The cocktail menu is limited, but timeless; we order a whiskey sour and a margarita — delicious, but then again, you can’t really go wrong with either of those. A four-course tasting menu is on offer, catered to the size of your party, at £55 a head. The set of dishes change fortnightly, and on this particular night we had the choice of the following: Crispy Fuckin’ Rabbit with Apple & Chilli, Delica Pumpkin & Smoked Ricotta Flatbread, Sichuan Smoked Pulled Pork & Flame Grilled Pig’s Heart with Mapo Tofu & Rice, and a delicate Peach & Amaretto Trifle. As if this wasn’t enough, we also ordered the Lamb Offal Flatbread from the list of bolt-ons, since I apparently have eyes bigger than my stomach. It’s also a Black Axe staple, and not a dish that I was keen to miss.
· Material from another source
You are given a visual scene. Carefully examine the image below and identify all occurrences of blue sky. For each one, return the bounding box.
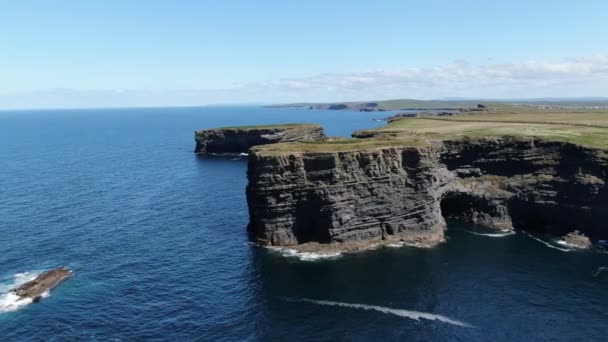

Both flatbreads were winners for me; baked in the restaurant’s enormous brick-lined grill, (which arguably takes up more room than the dining tables themselves) they ooze flavour. Charred, crisp, and dense, they almost fold under the weight of the decadent smoked meat and vegetables that adorn them. The "Crispy Fuckin' Rabbit" was exactly that - deep-fried, tender and begging to be paired with the delightfully fiery and tangy apple and chilli slaw.
You can clearly see the inspiration head chef Tiernan takes from the Turkish mangal grills that dominate the area, although the influences to dishes such as the pork are clearly just as likely to be South-East Asian as Middle Eastern. I did think that the Sichuan pork and pig heart dish was just a little confused — while both meats were smoked perfectly, I didn’t really understand the presence of the delicate tofu in such a hefty, carnivorous dish. However, perhaps that is the point entirely; the restaurant is renowned for throwing out the rulebook and creating unconventional dishes. The concluding trifle was a delightfully old school way to finish the meal: who can resist layer upon layer of sponge, fruit and custard? I left feeling considerably heavier than I arrived.
Black Axe Mangal most definitely deserves its cult following, although it behaves much more like a nightclub than a fine-dining experience. I thoroughly enjoyed the food, but found the atmosphere just a little bit too much. That said, as Jay Rayner wrote back in 2019: “BAM is not for everyone. It’s probably not for you. Or you. But you over there, you might like it”.
Visit F.K.A.B.A.M at 156 Canonbury Road, N1. Open Wednesday to Saturday, 6:00 - 10:30pm.